Kuwait is the latest in the GCC market to join Emerging Market status. As it has met all the requirements, reclassification of the MSCI Kuwait Index from Frontier to Emerging Market status will happen as part of the May 2020 Semi-Annual Index Review.
Oman lists MPC IPO, loosens foreign investment restrictions
Musandam Power Company SAOG (MPC) led the IPO activity in Oman, by issuing 40% of its equity shares on the Muscat Securities Market in a deal that raised US$23.1m in November 2019.
Oman’s Capital Market Authority has approved the first prospectus of Aman REIT, which allows foreign investors to own real estate in the sultanate indirectly. Oman’s new Foreign Capital Investment Law awards investors incentives, privileges, and guarantees, which include 100% foreign ownership, minimal capital requirements, and no fundamental changes in the investment project without ministry approvals.
Qatar lists one IPO in 2019, raising US$395.6m
Baladna, a premium branded dairy and beverage company with a dominant market share of the Qatari dairy market, issued its shares on the Qatar Stock Exchange in December 2019, representing 75% of the share capital of the company. It was the only IPO in 2019 on the Qatar Stock Exchange and raised US$395.6m.

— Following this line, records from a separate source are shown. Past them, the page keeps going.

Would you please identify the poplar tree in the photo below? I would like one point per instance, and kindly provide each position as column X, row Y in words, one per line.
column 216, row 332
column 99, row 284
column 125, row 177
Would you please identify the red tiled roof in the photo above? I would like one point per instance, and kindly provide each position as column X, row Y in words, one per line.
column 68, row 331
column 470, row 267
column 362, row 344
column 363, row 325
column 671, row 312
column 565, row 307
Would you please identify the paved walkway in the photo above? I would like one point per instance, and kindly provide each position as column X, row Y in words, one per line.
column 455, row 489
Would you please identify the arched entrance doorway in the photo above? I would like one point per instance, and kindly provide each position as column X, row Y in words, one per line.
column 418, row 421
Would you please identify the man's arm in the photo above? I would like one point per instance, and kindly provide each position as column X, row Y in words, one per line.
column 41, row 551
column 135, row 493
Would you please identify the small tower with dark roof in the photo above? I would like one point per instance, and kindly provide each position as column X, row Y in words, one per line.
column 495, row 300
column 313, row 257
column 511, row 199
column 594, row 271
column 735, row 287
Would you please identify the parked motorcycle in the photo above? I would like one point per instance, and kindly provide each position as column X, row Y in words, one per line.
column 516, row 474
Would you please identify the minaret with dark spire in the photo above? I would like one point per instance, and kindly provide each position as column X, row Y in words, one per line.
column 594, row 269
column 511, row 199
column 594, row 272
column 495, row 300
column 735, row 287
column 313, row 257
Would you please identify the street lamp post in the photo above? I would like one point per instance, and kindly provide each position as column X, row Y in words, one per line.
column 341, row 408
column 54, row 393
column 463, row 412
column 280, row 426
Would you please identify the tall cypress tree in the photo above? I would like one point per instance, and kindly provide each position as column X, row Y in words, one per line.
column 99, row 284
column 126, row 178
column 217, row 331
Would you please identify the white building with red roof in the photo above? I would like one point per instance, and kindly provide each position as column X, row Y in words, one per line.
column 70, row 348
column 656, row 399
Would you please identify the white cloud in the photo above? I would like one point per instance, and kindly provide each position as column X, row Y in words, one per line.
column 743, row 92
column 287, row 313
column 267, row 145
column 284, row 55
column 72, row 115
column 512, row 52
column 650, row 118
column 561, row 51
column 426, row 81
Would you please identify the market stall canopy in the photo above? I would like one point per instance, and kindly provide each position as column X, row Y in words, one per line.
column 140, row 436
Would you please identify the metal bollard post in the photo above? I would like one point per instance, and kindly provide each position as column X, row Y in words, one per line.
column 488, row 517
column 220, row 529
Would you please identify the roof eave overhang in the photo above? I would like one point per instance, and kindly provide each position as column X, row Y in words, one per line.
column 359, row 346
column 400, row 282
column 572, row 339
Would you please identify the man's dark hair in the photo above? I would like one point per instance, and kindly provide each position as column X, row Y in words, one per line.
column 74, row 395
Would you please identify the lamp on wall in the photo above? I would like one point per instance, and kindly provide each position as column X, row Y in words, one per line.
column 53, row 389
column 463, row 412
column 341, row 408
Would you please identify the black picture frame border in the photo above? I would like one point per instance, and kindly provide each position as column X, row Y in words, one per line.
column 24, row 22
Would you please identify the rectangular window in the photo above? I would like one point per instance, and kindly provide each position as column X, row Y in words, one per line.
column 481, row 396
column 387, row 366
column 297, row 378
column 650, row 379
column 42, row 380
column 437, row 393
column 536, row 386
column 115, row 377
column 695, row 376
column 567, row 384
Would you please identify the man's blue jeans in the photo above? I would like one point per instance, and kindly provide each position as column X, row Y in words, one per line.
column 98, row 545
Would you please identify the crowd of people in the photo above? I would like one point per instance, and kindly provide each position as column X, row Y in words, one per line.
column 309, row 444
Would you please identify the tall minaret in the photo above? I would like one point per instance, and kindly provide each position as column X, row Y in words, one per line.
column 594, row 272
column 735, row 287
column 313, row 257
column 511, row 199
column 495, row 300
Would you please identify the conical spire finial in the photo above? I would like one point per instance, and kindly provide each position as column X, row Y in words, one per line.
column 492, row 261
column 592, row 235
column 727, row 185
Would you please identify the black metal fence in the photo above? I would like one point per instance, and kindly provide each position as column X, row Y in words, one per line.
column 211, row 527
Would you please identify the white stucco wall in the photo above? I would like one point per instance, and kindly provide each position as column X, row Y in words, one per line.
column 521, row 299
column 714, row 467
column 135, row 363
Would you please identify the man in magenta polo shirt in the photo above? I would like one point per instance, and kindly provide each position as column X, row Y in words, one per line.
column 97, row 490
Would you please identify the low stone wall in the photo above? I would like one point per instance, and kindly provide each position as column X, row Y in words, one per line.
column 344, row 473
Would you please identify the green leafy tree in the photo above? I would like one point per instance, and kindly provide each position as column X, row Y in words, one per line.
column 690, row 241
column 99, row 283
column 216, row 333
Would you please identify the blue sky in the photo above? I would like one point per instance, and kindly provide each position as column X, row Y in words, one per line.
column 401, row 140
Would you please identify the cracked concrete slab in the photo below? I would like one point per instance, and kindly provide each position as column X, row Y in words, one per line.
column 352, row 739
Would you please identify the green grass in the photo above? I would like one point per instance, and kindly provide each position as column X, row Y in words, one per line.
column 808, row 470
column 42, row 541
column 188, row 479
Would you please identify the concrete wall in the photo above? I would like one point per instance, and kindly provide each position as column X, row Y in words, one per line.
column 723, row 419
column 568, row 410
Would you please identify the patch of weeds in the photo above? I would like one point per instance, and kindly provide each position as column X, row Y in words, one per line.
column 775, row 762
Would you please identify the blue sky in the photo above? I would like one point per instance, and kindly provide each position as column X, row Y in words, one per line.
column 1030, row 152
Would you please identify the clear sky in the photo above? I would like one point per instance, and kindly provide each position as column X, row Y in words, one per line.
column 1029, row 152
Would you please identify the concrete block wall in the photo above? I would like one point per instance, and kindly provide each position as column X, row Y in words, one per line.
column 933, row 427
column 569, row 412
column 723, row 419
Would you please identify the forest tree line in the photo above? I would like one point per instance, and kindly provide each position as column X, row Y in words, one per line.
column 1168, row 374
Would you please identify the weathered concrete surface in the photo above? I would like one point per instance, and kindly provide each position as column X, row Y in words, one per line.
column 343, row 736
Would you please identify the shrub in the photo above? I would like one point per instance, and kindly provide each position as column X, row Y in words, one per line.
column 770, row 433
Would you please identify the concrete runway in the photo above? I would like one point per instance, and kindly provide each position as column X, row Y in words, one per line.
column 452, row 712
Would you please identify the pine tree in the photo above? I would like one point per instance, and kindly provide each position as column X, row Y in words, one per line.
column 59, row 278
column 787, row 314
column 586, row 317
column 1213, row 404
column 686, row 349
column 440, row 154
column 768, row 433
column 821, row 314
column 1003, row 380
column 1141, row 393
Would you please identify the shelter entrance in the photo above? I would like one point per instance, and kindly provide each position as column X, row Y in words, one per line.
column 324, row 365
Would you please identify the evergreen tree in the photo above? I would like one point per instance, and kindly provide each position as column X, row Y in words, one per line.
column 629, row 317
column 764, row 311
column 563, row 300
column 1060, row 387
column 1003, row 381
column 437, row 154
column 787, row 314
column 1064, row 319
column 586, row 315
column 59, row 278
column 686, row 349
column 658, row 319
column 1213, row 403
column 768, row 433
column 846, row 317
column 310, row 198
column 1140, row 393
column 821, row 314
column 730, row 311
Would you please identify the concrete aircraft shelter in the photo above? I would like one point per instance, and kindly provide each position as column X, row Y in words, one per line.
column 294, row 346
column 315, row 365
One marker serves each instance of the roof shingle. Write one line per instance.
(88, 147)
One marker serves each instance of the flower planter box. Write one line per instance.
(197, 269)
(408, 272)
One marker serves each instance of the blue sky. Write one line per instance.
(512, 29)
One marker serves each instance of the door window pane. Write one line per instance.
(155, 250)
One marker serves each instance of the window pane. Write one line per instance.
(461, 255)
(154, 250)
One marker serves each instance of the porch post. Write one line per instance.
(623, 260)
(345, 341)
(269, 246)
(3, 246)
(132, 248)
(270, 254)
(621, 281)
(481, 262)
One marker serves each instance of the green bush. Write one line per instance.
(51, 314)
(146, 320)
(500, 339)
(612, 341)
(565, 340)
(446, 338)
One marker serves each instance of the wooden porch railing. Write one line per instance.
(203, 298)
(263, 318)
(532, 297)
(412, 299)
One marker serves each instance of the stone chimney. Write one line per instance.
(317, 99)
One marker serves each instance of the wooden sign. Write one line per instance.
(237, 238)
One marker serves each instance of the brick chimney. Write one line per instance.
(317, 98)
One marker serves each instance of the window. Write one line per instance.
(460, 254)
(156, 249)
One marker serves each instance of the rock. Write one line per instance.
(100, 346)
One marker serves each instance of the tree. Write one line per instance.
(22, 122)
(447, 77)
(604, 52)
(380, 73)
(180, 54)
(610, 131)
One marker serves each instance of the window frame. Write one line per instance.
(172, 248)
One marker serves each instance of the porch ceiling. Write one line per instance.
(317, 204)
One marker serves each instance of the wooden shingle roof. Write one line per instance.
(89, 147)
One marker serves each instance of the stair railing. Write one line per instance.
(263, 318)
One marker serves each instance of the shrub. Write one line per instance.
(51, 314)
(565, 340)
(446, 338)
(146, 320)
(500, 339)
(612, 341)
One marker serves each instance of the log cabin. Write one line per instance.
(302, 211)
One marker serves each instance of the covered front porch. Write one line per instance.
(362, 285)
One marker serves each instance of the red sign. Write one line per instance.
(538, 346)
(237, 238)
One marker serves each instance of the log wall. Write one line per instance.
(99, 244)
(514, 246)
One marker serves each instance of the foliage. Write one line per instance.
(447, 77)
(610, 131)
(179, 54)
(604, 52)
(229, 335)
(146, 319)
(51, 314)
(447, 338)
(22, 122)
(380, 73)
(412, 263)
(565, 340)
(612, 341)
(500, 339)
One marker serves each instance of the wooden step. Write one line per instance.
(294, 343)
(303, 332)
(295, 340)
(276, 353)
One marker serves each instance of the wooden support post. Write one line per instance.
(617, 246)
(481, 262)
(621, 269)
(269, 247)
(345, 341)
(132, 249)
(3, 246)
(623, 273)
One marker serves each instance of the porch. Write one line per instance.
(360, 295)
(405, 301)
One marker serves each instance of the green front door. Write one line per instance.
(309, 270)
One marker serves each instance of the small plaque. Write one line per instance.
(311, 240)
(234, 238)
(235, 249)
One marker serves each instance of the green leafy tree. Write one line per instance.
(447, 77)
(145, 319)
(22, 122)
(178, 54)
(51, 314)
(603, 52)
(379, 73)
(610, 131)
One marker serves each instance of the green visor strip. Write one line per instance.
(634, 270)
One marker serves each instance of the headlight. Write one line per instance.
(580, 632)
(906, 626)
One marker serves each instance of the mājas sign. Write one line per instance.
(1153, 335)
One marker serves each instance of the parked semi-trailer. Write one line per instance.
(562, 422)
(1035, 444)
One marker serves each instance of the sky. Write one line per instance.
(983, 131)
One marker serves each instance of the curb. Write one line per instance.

Egypt lists third IPO of the year, calls for the listing of military firms
Tenth of Ramadan for Pharmaceutical Industries and Diagnostic Reagents (Rameda) S.A.E., an Egyptian pharmaceutical company, was the third company to go public on the Egypt Stock Exchange in 2019. Rameda’s IPO was oversubscribed 117% and raised US$108.7m. The other two companies were Fawry, which made its trading debut in Q3 2019, and Speed Medical Company which listed in Q2 2019.
The Egyptian Government has called for the listing of its military firms on the Egyptian Stock Market in an effort to increase transparency. This will potentially raise several billion Egyptian pounds as part of the state privatization plan to raise funds for economic and strategic expansion.
Gregory Hughes, MENA IPO Leader, EY, says:
“Until the Saudi Aramco IPO, economic challenges continued to impact investor confidence in the region in 2019. Though the recent MSCI and FTSE inclusions, privatization drives, and government initiatives from GCC countries and Egypt are promising, both businesses and investors will be proceeding with caution during the first half of 2020.”